Take four weeks of incessant coughing.
Add three weeks of chronic fatigue.
Fold in two weeks of profound chills.
And finally combine a bronchial infection, pink eye, stomach cramps, muscle aches and overall mental confusion and whatta ya got?
A truly awful 2018.
It all started on New Year’s Day. That’s the day my wife began coughing, and then proceeded to hack up the ROYG portion of the ROYGBIV color spectrum. Three missed days of work, four boxes of tissue and two bottles of multi-symptom cough syrup later, she pronounced herself cured, and re-entered the workforce, albeit still hacking a bit of YG.
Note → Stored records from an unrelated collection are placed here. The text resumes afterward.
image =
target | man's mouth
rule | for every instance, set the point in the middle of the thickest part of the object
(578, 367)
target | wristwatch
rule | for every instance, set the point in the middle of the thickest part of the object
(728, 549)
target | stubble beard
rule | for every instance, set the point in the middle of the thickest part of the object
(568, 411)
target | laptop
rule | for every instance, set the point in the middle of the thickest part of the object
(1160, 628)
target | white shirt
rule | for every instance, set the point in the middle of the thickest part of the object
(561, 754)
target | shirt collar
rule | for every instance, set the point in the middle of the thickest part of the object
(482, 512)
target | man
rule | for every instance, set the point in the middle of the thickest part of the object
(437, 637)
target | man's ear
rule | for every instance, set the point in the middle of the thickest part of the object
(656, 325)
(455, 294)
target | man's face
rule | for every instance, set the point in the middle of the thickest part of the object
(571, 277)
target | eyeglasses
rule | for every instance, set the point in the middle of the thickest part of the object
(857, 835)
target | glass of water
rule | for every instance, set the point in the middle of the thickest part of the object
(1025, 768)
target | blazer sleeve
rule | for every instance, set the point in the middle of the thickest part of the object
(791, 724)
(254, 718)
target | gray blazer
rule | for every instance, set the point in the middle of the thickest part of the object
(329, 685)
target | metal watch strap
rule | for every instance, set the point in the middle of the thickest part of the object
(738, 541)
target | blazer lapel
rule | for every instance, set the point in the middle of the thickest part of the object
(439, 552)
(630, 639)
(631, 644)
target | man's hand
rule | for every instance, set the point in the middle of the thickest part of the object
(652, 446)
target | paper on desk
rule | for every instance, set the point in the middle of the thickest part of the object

I was still hoping to dodge the bullet, but then I noticed a few telltale signs popping up, so I started comparing notes with Sara.
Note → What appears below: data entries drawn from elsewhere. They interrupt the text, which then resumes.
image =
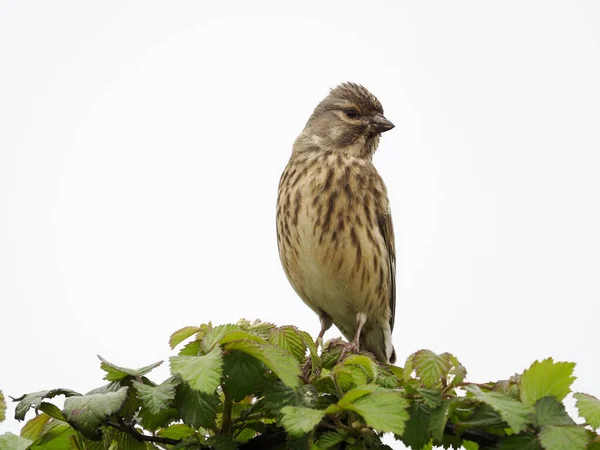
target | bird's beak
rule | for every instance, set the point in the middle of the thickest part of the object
(381, 124)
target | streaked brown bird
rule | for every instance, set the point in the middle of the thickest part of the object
(334, 228)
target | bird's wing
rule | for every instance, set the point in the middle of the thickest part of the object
(387, 231)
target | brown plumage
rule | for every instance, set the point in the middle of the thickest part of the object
(334, 228)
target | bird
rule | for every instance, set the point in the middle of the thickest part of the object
(334, 226)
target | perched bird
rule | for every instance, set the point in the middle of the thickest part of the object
(334, 228)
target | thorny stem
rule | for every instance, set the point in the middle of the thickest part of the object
(227, 407)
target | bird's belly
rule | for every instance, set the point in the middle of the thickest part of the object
(333, 269)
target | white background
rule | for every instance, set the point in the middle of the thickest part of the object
(141, 145)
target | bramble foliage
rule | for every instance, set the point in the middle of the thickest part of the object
(250, 385)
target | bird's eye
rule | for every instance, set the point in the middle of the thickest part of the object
(351, 113)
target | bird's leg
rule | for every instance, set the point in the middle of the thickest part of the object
(354, 346)
(326, 323)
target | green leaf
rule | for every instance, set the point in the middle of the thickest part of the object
(355, 394)
(416, 431)
(350, 376)
(298, 420)
(242, 374)
(549, 411)
(181, 335)
(431, 397)
(202, 373)
(33, 427)
(190, 349)
(88, 412)
(516, 414)
(57, 436)
(521, 442)
(329, 439)
(116, 373)
(561, 438)
(35, 399)
(2, 407)
(589, 408)
(430, 367)
(176, 431)
(278, 360)
(438, 419)
(383, 410)
(195, 408)
(9, 441)
(312, 349)
(154, 421)
(156, 398)
(546, 378)
(289, 338)
(214, 335)
(222, 443)
(470, 445)
(458, 371)
(279, 395)
(52, 410)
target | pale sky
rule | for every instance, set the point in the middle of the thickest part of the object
(141, 144)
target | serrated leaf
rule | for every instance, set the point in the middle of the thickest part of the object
(431, 397)
(278, 360)
(10, 441)
(549, 411)
(156, 398)
(52, 410)
(195, 408)
(242, 373)
(279, 395)
(214, 335)
(152, 422)
(329, 439)
(516, 414)
(222, 443)
(430, 367)
(561, 438)
(416, 431)
(298, 420)
(181, 335)
(289, 338)
(2, 407)
(312, 349)
(57, 436)
(190, 349)
(457, 371)
(202, 373)
(438, 419)
(176, 431)
(546, 378)
(355, 394)
(524, 442)
(589, 408)
(87, 413)
(470, 445)
(33, 427)
(35, 399)
(383, 410)
(116, 373)
(262, 329)
(349, 377)
(484, 416)
(125, 441)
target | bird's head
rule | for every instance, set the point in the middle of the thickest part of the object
(349, 120)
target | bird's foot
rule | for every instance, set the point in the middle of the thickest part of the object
(351, 347)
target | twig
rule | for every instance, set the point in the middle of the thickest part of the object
(130, 429)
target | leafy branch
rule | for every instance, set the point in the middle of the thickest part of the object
(253, 385)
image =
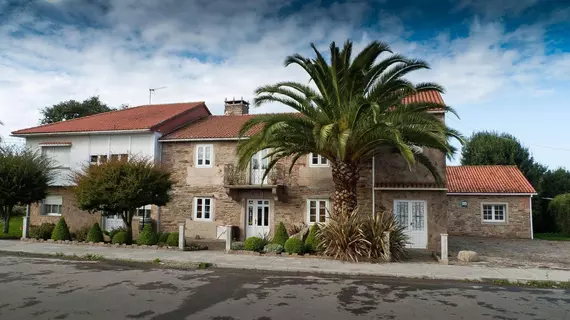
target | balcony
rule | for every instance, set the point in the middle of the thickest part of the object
(236, 181)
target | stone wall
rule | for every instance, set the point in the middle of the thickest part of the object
(74, 217)
(468, 221)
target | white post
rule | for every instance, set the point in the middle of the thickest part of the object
(444, 253)
(181, 238)
(228, 238)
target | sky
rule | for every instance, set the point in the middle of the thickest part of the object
(505, 64)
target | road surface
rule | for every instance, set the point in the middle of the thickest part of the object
(40, 288)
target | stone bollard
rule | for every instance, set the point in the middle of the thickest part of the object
(228, 238)
(386, 249)
(181, 238)
(444, 253)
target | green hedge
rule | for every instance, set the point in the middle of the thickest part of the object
(147, 236)
(61, 231)
(294, 245)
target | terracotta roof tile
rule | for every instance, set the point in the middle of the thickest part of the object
(136, 118)
(487, 179)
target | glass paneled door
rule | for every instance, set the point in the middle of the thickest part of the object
(257, 218)
(412, 215)
(258, 165)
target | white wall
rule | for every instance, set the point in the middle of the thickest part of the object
(83, 146)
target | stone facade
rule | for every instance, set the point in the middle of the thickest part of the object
(74, 217)
(468, 221)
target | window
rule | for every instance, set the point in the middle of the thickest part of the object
(204, 155)
(203, 209)
(59, 155)
(51, 206)
(317, 211)
(144, 211)
(317, 160)
(494, 212)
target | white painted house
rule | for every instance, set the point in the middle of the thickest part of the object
(94, 139)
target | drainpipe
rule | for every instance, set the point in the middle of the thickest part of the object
(531, 228)
(373, 183)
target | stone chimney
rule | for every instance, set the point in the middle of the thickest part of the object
(236, 107)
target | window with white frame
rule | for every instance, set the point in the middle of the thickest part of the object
(204, 155)
(51, 206)
(58, 154)
(317, 210)
(144, 211)
(493, 212)
(317, 160)
(203, 209)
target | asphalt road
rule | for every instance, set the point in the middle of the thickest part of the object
(39, 288)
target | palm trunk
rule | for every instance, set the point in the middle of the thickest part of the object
(345, 178)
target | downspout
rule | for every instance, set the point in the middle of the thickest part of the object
(531, 228)
(373, 184)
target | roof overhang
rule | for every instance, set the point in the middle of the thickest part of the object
(489, 194)
(71, 133)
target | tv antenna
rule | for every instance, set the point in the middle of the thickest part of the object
(150, 92)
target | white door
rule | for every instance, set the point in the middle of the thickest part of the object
(412, 215)
(258, 165)
(113, 222)
(257, 218)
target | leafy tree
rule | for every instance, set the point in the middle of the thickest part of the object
(120, 187)
(72, 109)
(357, 107)
(560, 206)
(493, 148)
(24, 179)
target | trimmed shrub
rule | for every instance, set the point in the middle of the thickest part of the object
(147, 236)
(238, 245)
(312, 242)
(61, 231)
(294, 245)
(281, 234)
(43, 231)
(113, 232)
(254, 244)
(95, 234)
(163, 237)
(273, 248)
(172, 239)
(80, 234)
(119, 238)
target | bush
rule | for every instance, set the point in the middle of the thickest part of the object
(294, 245)
(119, 237)
(312, 243)
(43, 231)
(81, 233)
(61, 231)
(147, 237)
(163, 237)
(281, 234)
(274, 248)
(354, 237)
(95, 234)
(172, 239)
(113, 232)
(254, 244)
(238, 245)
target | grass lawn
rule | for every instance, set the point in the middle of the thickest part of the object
(552, 236)
(15, 228)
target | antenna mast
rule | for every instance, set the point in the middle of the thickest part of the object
(150, 92)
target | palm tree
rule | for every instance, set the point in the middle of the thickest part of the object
(355, 108)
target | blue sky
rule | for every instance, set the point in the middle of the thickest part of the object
(505, 64)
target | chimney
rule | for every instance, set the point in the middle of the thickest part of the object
(236, 107)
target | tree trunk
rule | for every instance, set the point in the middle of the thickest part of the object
(345, 178)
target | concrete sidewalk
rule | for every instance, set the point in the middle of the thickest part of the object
(275, 263)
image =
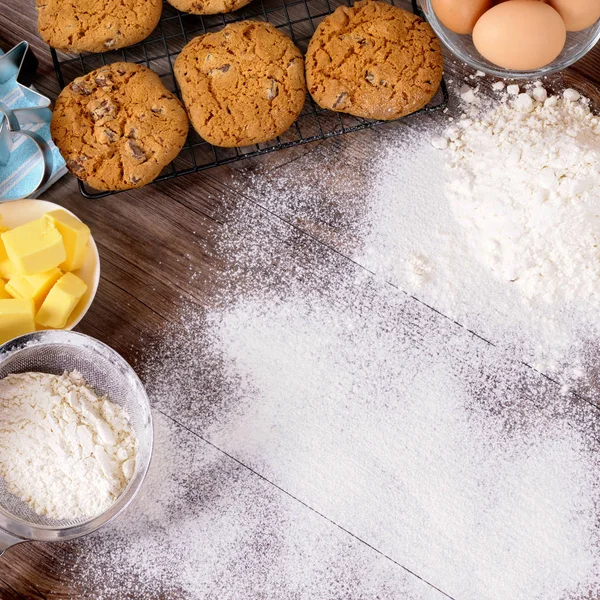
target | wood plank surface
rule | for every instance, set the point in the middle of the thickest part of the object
(147, 241)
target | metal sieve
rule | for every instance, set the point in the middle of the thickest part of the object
(107, 373)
“Did it start with a tickle in your throat?”
“Did you suddenly start feeling really, really tired?”
“Did your eyes start, um, leaking?”
“Uh-huh. It’s called an eye cold. It should clear up in a few days.”
“Did it hurt to cough?”
“Yes. Also, I found it hurts to whine, so you might want to avoid doing that, as well.”
Following her protocol, I grabbed some tissue and started chugging cough syrup, figuring it would clear up in about three days.
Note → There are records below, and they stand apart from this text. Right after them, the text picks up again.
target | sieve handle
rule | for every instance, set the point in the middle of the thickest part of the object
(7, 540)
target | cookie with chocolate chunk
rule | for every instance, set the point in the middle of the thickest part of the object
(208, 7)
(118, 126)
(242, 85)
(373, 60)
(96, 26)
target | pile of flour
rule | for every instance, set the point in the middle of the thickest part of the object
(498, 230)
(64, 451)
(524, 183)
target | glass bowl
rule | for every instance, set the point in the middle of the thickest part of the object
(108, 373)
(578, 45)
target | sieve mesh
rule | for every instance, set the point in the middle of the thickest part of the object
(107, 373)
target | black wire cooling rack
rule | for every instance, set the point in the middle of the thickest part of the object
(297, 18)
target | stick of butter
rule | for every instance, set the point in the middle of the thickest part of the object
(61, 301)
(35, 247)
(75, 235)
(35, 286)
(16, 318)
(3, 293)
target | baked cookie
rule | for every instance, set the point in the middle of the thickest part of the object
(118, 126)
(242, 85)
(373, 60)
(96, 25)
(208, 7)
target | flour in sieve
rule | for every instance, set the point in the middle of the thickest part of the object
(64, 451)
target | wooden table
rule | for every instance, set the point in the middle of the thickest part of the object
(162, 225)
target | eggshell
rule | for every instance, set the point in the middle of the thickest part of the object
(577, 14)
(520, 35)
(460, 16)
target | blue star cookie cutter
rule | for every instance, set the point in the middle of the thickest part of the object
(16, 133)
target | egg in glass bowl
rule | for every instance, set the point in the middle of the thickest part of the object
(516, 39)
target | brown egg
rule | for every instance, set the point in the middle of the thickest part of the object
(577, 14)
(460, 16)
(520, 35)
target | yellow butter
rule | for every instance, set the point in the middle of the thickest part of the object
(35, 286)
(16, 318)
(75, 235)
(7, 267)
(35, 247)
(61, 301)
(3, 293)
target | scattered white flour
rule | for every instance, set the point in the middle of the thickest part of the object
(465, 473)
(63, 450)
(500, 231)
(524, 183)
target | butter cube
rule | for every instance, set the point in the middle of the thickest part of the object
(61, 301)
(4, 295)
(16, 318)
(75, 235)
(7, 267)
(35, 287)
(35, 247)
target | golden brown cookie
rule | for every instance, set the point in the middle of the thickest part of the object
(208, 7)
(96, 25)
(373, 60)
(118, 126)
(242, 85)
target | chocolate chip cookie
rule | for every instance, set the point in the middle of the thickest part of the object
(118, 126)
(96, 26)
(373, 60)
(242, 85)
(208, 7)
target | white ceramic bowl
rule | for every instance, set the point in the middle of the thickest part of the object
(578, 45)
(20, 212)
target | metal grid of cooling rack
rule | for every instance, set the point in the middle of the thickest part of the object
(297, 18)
Except it didn’t. Instead the coughing got worse, to the point where it was threatening to go full ROYGBIV. And my “eye cold” suddenly went from mere leakage to fully crusting over.
On a whim, I decided to go to quick care, though I wasn’t sure if there was any point. I mean if it’s a cold, there’s not much they can do about it anyway. And if it’s the flu, they can do even less.
The doctor examined me for about 15 seconds. “You’ve got a bronchial infection and a bad case of pink eye,” she declared. She prescribed eye drops and a 10-day regimen of the Nastiest Antibiotic Known To Man.
The drops cleared up my eyes within 24 hours.
The antibiotic cleared up my lungs within three days, and then proceeded to clear up my entire gastrointestinal system. And by clear up, I mean clean out. And by clean out, to quote a line from “Apocalypse Now,” I mean “with extreme prejudice.”
I managed to get through eight days of the antibiotic before I declared myself cured. Any longer and I would have had to switch to adult diapers.
So. Lungs cleared. Check. Sinuses cleared. Check. Eyes cleared. Check. Gut cleared. Check. By the second week of January I figured the worst was over.
And then I caught a ride on the H3N2 Express.
First they were saying it’s the worst flu since 2015. Funny thing is, I don’t remember even getting sick that year.
Then they said it was the worst since the 2009 Swine Flu epidemic. Funny thing is, I don’t remember even getting sick that year. But then, of course, we don’t even own a pig.
Inevitably, some people have drawn comparisons between this year’s flu and the 1918 Spanish Flu Pandemic, which really was the worst flu ever.
I don’t know about that.
All I know is that this year’s flu is the worst flu I’ve ever had. All the symptoms I had earlier in the month came back with a vengeance, only this time with a fever. Spent the next two weeks shivering under a blanket, staring into space. Can’t say too much more about it, because I really can’t remember too much else.
By Jan. 31 I had recovered enough to drive up to Chicago to see my oncologist for my regular three-month exam. They checked my vitals. Everything looked good. They weighed me. I had dropped about 15 pounds. They drew eight vials of blood. Still waiting for the results.
My doctor finally came in.
“You look awful,” she said.
“Yeah, I know,” I replied, “but I feel great!”